Wednesday, March 28, 2018

The Trauma Awakening

As I watch events unfold around me; as I watch children insisting on their lives, I wonder… are we splitting as a species? From the destructive, ravaging side of sapiens to a more aware, advanced homo illustratum? Are we in the throes of this cladogenesis? Are we amid speciation growing pains? Were the sixties actually the “Dawning of the Age of Aquarius?”

With every fiber of my being, I certainly hope so.

What I’m seeing now, with #MeToo, Times Up, Black Lives Matter, March for Our Lives—is survivors uniting through the shared experience of trauma. We know that trauma has specific effects on neural pathways, and that these play out in emotional injuries and physical illnesses. We know that trauma changes a living thing permanently. We know that trauma is handed from one generation to the next through conditioning, which in turn may affect our DNA. The science is out on that one, or rather—it is a parade of blindfolded travelers encountering Ganesha.

Our belief in our ability to “know” far exceeds the reality of our knowledge.

We are still a species that will kill one another over rocks. Anyone vaguely cognizant of our ravenous, profligate nature and its impact can see there’s a code flaw. As with conceptual, self-healing artificial intelligence, perhaps the dawning awareness is our frontal cortex trying to overtake the lizard brain before it gets us all killed. I wonder if, within my lifetime, there will be a rapid shift. Will we see ourselves becoming illustratum—a species that will reverse-engineer us back to the paradise earth once was?

With every fiber of my being, I certainly hope so.

The social movements we see now are the clarion call of enlightenment—the raised voice of suffering saying, “no more.” We have pilloried one another, ourselves, our earth and everything in it long enough. Saber-tooth tigers are no longer trying to chase us down and eat us. It would be good to stop behaving as if they are. This fear-based desperation drives toxic aggression. Toxic aggression drives racism, sexism, bullying, sexual abuse, physical abuse, emotional abuse, greed and violence of every sort—from the raised finger in traffic to the flooding of Glen Canyon to the caustic mentality behind nuclear destruction.

Those associations may seem like a stretch because violence is so utterly ingrained into so many things that we do that it requires deliberate attention. A willingness to investigate our own behaviors and the courage to face what we find rather than seek the ongoing comfort of delusion and drunken consumption. E.g., years ago, we discovered our use of plastics was creating a massive pestilent cesspool between the West Coast and Hawaii. We react by spending half a paycheck on plastic packaging at Costco and Trader Joe’s, because the larger reality of the impact has not yet touched us directly.

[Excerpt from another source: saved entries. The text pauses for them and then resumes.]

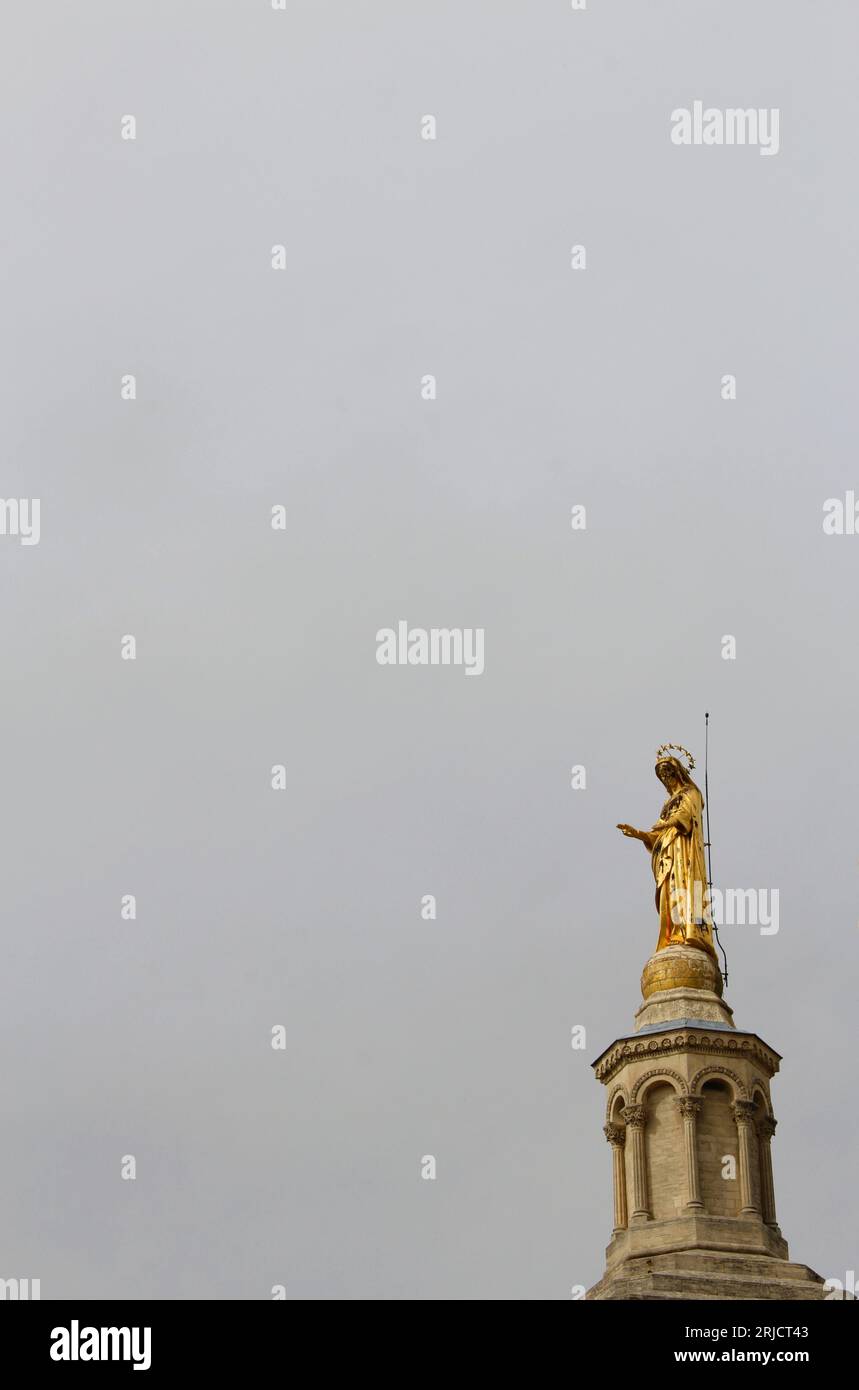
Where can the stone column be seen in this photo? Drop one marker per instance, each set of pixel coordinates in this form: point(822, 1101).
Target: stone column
point(690, 1108)
point(744, 1114)
point(616, 1136)
point(766, 1127)
point(635, 1118)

Am I equating incest, for example, with buying plastic-wrapped tubes of plastic? To a degree, yes. Both are a perpetration. Both cause trauma. Both come from a place in the human ego resistant to taking responsibility for the outcome. Each is an artifice of toxic aggression.

There may or may not still be time to change before the Garbage Patch reaches our front steps. The human ego does not awaken easily and is now subject to greater distraction than ever before. The one phenomenon known to rapidly expand awareness beyond ego is trauma. Waking up to a stinking, decaying landscape of refuse would be traumatic to most reasonable people, and I am of a mind that most people are reasonable.